Having made the document apply formatting, I then had another problem. Word always wants to pull in macros from a template, and you can’t delete them. Which is no good for sharing or archiving. So once again I turned to Claude Code. And produced a script to edit the xml of a document or every word document in a directory.

			
#!/usr/bin/env python3
# detach_templates.py
import argparse
import os
import re
import shutil
import sys
import tempfile
import zipfile
def diagnose(docx_path):
    """Print raw rels and settings XML so the template reference can be located manually."""
    if not zipfile.is_zipfile(docx_path):
        print(f"  Not a valid ZIP/docx: {docx_path}")
        return
    files_to_show = [
        "word/_rels/document.xml.rels",
        "word/_rels/settings.xml.rels",
        "word/settings.xml",
    ]
    with zipfile.ZipFile(docx_path, "r") as zin:
        names = zin.namelist()
        print(f"\n=== Files in archive ===")

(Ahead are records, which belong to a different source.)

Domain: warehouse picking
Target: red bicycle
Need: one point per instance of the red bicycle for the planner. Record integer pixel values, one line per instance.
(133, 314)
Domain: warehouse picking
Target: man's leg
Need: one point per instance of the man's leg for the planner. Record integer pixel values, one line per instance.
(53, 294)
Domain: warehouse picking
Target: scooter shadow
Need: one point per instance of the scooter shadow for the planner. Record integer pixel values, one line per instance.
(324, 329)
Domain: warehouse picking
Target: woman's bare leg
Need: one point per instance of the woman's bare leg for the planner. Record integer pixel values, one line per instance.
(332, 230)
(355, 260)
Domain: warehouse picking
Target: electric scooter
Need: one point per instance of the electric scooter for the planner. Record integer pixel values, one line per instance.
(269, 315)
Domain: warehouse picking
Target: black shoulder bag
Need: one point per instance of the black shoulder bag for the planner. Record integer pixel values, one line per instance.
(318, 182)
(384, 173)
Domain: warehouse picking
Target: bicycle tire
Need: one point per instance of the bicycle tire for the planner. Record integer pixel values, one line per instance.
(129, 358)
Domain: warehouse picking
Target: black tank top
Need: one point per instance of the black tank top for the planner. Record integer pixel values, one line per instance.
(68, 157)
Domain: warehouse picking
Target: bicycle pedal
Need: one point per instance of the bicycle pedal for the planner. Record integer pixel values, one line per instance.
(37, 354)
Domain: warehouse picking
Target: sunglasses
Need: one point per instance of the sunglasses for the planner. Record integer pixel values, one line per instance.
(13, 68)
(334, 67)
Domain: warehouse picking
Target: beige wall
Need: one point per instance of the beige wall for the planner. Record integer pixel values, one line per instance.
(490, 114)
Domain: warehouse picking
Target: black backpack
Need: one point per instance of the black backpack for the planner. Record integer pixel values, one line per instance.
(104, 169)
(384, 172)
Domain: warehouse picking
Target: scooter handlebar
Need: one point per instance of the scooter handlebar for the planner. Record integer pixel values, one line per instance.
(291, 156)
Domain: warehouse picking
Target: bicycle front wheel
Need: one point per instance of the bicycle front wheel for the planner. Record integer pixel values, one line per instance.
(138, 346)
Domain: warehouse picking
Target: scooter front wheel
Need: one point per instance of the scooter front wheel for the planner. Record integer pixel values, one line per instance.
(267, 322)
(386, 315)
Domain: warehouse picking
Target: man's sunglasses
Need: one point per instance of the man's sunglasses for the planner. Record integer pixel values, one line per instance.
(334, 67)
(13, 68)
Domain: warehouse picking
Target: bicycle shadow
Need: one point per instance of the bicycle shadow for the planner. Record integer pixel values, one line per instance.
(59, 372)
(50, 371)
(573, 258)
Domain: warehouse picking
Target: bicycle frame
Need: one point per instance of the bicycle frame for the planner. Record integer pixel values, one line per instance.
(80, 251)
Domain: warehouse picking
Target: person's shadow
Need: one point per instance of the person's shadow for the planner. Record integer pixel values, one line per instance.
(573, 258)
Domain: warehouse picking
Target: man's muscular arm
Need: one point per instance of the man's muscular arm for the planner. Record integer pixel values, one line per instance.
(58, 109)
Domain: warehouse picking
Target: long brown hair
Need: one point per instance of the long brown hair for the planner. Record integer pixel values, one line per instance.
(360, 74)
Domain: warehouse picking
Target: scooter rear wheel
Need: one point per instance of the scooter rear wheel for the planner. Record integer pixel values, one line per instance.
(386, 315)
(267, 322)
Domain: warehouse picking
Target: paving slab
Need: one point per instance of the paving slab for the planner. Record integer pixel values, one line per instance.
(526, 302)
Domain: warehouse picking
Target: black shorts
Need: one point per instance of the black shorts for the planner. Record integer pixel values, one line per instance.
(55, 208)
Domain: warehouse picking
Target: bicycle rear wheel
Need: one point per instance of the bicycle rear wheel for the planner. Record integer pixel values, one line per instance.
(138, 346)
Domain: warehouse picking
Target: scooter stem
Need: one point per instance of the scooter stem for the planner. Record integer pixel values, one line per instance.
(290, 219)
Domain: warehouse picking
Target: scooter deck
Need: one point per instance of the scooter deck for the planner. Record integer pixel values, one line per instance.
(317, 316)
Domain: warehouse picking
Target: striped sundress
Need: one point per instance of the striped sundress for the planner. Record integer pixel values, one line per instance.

        for n in sorted(names):
            print(f"  {n}")
        for path in files_to_show:
            print(f"\n=== {path} ===")
            if path in names:
                lines = zin.read(path).decode("utf-8").splitlines()
                for line in lines[:60]:
                    print(line)
            else:
                print("  (not found)")
def detach_template(docx_path, dry_run=False, backup=True):
    """
    Remove the attached template reference from a .docx file.
    A .docx is a ZIP archive. The template attachment is stored in
    word/_rels/settings.xml.rels as a Relationship element with
    Type ending in 'attachedTemplate', and referenced in
    word/settings.xml as a w:attachedTemplate element.
    Older documents may instead store it in word/_rels/document.xml.rels.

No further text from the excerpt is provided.